Hyrax

What is Hyrax?

Hyrax is an extensible GPU-enabled framework that provides infrastructure for the full ML lifecycle in astronomy: from data acquisition and training to inference and experiment comparison, with capabilities including multimodal dataset support, integrated vector databases for similarity search, and interactive 2D/3D latent-space exploration for unsupervised discovery.


Why Hyrax?#

With current and upcoming large astronomical surveys producing data at unprecedented scale, the limiting factor for ML-driven discovery is increasingly not the data itself, but the infrastructure required to work with it. Astronomers routinely spend a significant amount of their time on data wrangling, configuration management, and bespoke pipeline engineering — effort that comes directly at the expense of science; and is often not reusable by other research groups/teams resulting in duplicated effort.

Hyrax Design Philosophy

Hyrax lets users focus on writing their ML model code (center); while it provides astronomy-aware infrastructure to handle everything else shown on this diagram. Figure from Ghosh, Oldag & Tauraso et al.#


The Hyrax Workflow#

Hyrax is built around a small set of verbs that cover the main stages of an astronomy ML workflow, from data access and training to inference, similarity search, and interactive exploration.

Hyrax ML Workflow

A typical Hyrax workflow. Retrieved or user-provided data are organized into astronomy-aware datasets, then passed through training and inference. For unsupervised workflows, Hyrax also supports vector-database search and interactive latent-space visualization.#

from hyrax import Hyrax

# Load a runtime configuration that defines the dataset, model, outputs, etc.
h = Hyrax(config_file="path/to/runtime_config.toml")

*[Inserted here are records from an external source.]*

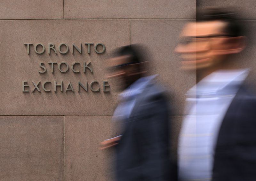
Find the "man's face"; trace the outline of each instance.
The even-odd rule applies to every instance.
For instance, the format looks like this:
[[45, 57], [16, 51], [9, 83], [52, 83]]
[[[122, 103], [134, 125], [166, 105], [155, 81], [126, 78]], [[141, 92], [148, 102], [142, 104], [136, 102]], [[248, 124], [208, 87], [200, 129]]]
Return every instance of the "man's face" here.
[[225, 32], [227, 23], [221, 21], [187, 24], [175, 50], [181, 54], [183, 69], [200, 69], [216, 66], [232, 48], [232, 38]]
[[116, 86], [122, 90], [133, 82], [138, 71], [137, 65], [131, 63], [131, 56], [124, 55], [109, 59], [108, 78], [115, 79]]

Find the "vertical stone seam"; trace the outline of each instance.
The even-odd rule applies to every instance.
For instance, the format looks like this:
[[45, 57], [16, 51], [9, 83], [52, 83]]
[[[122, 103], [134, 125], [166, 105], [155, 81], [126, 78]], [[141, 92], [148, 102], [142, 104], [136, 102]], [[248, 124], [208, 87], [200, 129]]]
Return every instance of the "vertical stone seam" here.
[[63, 0], [63, 19], [64, 19], [64, 0]]
[[131, 19], [130, 19], [130, 46], [131, 46]]
[[63, 178], [65, 181], [65, 116], [63, 116]]

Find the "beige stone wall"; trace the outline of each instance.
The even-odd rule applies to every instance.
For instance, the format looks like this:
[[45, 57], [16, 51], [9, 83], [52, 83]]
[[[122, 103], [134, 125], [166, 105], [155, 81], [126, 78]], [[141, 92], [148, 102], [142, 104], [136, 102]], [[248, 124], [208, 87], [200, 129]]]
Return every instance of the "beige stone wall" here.
[[[254, 1], [224, 1], [202, 0], [196, 4], [243, 5], [242, 19], [249, 28], [249, 41], [253, 42]], [[2, 1], [0, 180], [112, 180], [106, 167], [112, 165], [113, 153], [98, 149], [99, 143], [115, 132], [111, 115], [118, 95], [111, 87], [114, 83], [105, 78], [105, 62], [112, 51], [130, 43], [148, 47], [150, 72], [159, 74], [159, 83], [167, 90], [173, 110], [170, 117], [174, 123], [174, 150], [184, 95], [195, 83], [196, 77], [179, 70], [179, 59], [174, 50], [183, 26], [195, 20], [196, 7], [196, 0]], [[106, 51], [97, 54], [92, 46], [88, 54], [85, 43], [103, 43]], [[24, 44], [28, 43], [42, 43], [45, 51], [36, 54], [32, 46], [28, 54]], [[70, 50], [65, 54], [55, 54], [52, 50], [48, 54], [49, 43], [56, 48], [61, 43], [70, 48], [72, 43], [82, 43], [82, 53], [76, 50], [72, 54]], [[253, 71], [256, 51], [251, 44], [236, 58], [244, 60], [236, 62], [252, 67]], [[77, 65], [75, 69], [82, 72], [71, 71], [72, 63], [84, 61], [91, 62], [93, 74], [88, 69], [84, 73]], [[55, 65], [52, 73], [48, 62], [67, 62], [69, 69], [62, 73]], [[41, 62], [47, 68], [44, 74], [38, 72], [42, 70]], [[94, 80], [100, 83], [100, 92], [91, 91], [89, 85], [87, 92], [78, 92], [78, 81], [90, 83]], [[102, 81], [108, 80], [111, 91], [104, 92]], [[55, 92], [54, 81], [62, 81], [63, 91], [59, 87]], [[41, 81], [41, 92], [32, 91], [32, 81]], [[52, 91], [42, 90], [42, 83], [46, 81], [52, 83], [45, 86]], [[22, 81], [28, 82], [29, 92], [22, 92]], [[68, 81], [74, 92], [65, 92]]]

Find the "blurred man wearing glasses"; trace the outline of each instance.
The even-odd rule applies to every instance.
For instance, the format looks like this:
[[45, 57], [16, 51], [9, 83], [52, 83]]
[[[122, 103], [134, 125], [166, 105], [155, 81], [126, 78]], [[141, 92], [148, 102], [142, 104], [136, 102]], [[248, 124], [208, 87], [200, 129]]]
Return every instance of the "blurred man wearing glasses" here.
[[101, 143], [116, 148], [116, 177], [120, 181], [169, 180], [168, 108], [164, 92], [146, 76], [138, 45], [121, 47], [108, 60], [111, 74], [123, 91], [114, 114], [120, 135]]
[[[230, 8], [199, 11], [176, 51], [181, 68], [196, 70], [180, 134], [180, 180], [256, 179], [256, 99], [244, 85], [248, 70], [233, 65], [245, 37]], [[243, 60], [245, 61], [246, 60]]]

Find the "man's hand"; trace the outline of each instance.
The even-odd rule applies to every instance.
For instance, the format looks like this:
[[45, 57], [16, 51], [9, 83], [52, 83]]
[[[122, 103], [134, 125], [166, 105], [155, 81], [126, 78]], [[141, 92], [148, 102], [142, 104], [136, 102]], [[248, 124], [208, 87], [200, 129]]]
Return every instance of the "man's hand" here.
[[103, 150], [117, 145], [118, 144], [118, 142], [121, 139], [122, 136], [122, 135], [119, 135], [103, 141], [100, 143], [100, 149]]

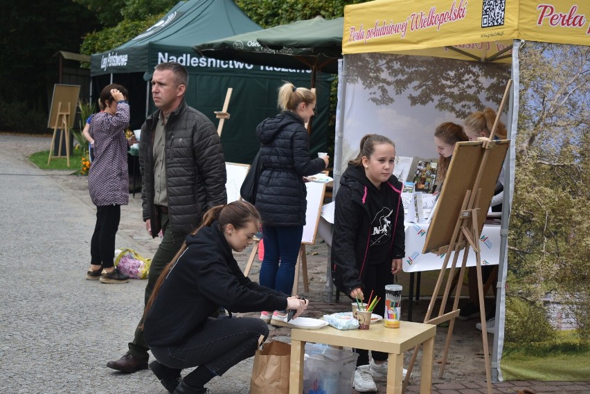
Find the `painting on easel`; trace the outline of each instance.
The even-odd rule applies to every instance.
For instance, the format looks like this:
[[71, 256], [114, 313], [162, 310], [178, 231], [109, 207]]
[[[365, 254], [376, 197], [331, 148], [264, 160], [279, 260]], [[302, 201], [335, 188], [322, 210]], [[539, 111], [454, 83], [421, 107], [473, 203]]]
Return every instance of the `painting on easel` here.
[[55, 137], [57, 136], [57, 130], [61, 130], [58, 138], [58, 154], [55, 156], [63, 157], [62, 156], [62, 144], [65, 144], [68, 167], [70, 166], [70, 129], [73, 125], [79, 96], [80, 85], [55, 84], [53, 87], [53, 98], [51, 100], [51, 109], [49, 111], [49, 119], [47, 121], [47, 127], [53, 129], [51, 148], [49, 150], [49, 156], [47, 159], [48, 165], [51, 162], [51, 156], [53, 152], [53, 147], [55, 146]]

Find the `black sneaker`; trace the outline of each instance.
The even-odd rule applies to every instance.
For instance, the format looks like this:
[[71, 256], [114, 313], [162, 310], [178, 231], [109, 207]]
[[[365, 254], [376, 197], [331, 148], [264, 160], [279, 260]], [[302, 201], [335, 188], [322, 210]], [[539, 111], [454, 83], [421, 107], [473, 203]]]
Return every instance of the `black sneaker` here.
[[459, 316], [457, 316], [459, 320], [469, 320], [479, 316], [479, 307], [473, 303], [468, 303], [461, 310]]
[[100, 282], [102, 283], [127, 283], [129, 282], [129, 276], [119, 271], [116, 267], [112, 272], [106, 271], [100, 274]]
[[180, 370], [167, 367], [158, 361], [150, 363], [150, 369], [162, 384], [162, 386], [168, 391], [168, 393], [174, 393], [178, 384], [180, 383]]
[[98, 280], [98, 278], [100, 278], [100, 274], [102, 272], [102, 268], [100, 267], [96, 271], [94, 271], [91, 268], [88, 269], [88, 272], [86, 273], [86, 278], [89, 280]]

h.download()              # Retrieve cutouts from LSST, HSC, or other surveys
h.train()                 # Train any PyTorch model with automatic logging & multi-GPU support
h.infer()                 # Run inference and store results
h.save_to_database()      # Index embeddings in a vector database
h.umap()                  # Reduce latent vectors to 2D/3D with UMAP
h.visualize()             # Interactively explore latent spaces in 2D or 3D
db = h.database_connection()
v = ...                   # numpy vector representing the object to search for
db.search_by_vector(v)    # Find similar objects via integrated vector databases

Each step can be used on its own, or combined into an end-to-end workflow.


Science with Hyrax#

Hyrax is science-agnostic and is designed to support a wide range of astronomy workflows, from ML-based classification/regression problems to discovery-oriented latent-space exploration. It can work on images, light curves, spectra, and combinations thereof.

Below is an incomplete list of Hyrax science efforts being led by different PIs:

Extragalactic Unsupervised Discovery

Rubin DP1 | HSC Unsupervised Galaxies

Multi-model representation learning project to surface mergers, low-surface-brightness galaxies, and scientifically interesting outliers without any labeled training data.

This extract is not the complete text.